Insurance Commissioner Ricardo Lara must reject GEICO’s offer $268 million The rise in car insurance rates and its approach to discrimination and education, wrote Consumer Watchdog in a complaint filed by California Department of Insurance (CDI) yesterday.

The increase will be especially difficult for working people in California. Drivers working in areas such as warehousing, construction, or food service will be paid 25% more than the “professional” drivers that GEICO favors, including lobbyists, architects and financial experts. They will pay about 11% more than engineers, accountants, and judges.

In all, the rate hikes will affect 2.1 million GEICO members $125 annual increase is required.

“Under GEICO’s discrimination waivers, investment bankers, consultants, surgeons, and lawyers will profit off the backs of low-income and blue-collar Californians,” said a Consumer Watchdog attorney. Daniel L. Sternberg.

At the same time that GEICO is proposing these cost increases, the company is closing offices in the state and laying off hundreds of employees. GEICO has also stopped selling insurance through mobile agents in the state, leaving online options via computer or mobile phone as the only way to get a GEICO policy in Californiaand many other countries.

“There should be little doubt that GEICO’s actions will hurt California drivers. The lack of internet is dangerous California to Many high risk areas are being left out when trying to get home and auto insurance. As we’ve seen with the COVID-19 vaccine, the digital divide can lead to huge disparities across racial groups in their ability to find work,” said Sternberg.

GEICO has received two rate hikes in the past California in 2017 and 2018 before the pandemic took drivers off the road and claims dropped.

The Insurance Commissioner has failed to act to prevent discrimination in employment and education.

Consumer Watchdog called on Commissioner Lara to deny GEICO’s job and training program to increase the number of Californians who work at this rate, and to enact a law requiring all insurance companies to cover Californians regardless of their job or education.

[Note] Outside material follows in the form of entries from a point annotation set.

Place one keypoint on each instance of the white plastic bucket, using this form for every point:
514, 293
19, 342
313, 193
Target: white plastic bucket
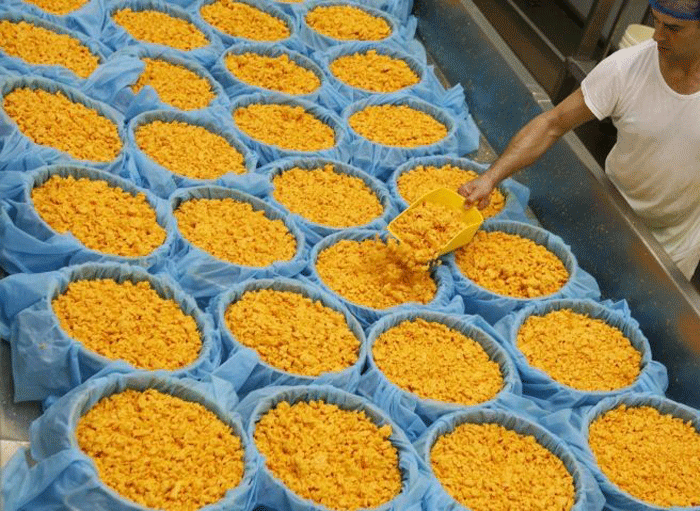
635, 34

Consumer Watchdog and 10 community organizations and civil rights activists have accused auto insurers of using unfair and discriminatory practices and training to set premium rates. February 2019. In September 2019a Department of Insurance Research has confirmed these claims, finding a “significant financial disparity” created by insurance companies that is on the rise. California drivers relying on nothing more than their work or training. After three years, Commissioner Lara did not establish a law to prohibit this practice, and the final draft of the law that could be done was presented by a. Department of Insurance about a year and a half ago.

Consumer Watchdog has issued a complaint recently The opinion of the company Mercury Insurance Company and Interinsurance Exchange of the Automobile Club (“Auto Club“) price hikes that also use the job promotion and education system.

“Commissioner Lara needs to support working families and enact legislation to stop tax deductions. Instead of cracking down on these discriminatory deductions, the Commissioner should use his voter-elected authority under Proposition 103 to protect middle- and low-income families from being charged higher rates because of their jobs,” said Sternberg.

Read Consumer Watchdog’s Petition for Hearing and Petition to Intervene

Read the 2019 community and human rights petition:

Employment has not been legislated as a legal requirement under the proposed vote on Proposition 103. GEICO’s policy of unfair discrimination means that drivers with lower incomes and less education continue to be paid the highest wages based on their job titles.

Voter-approved Proposition 103 requires car insurance premiums to be based on three key factors – a vehicle’s safety record, annual mileage, and years of driving – and prohibits unfair discrimination. Proposition 103 prohibits such unfair discrimination based on income or race.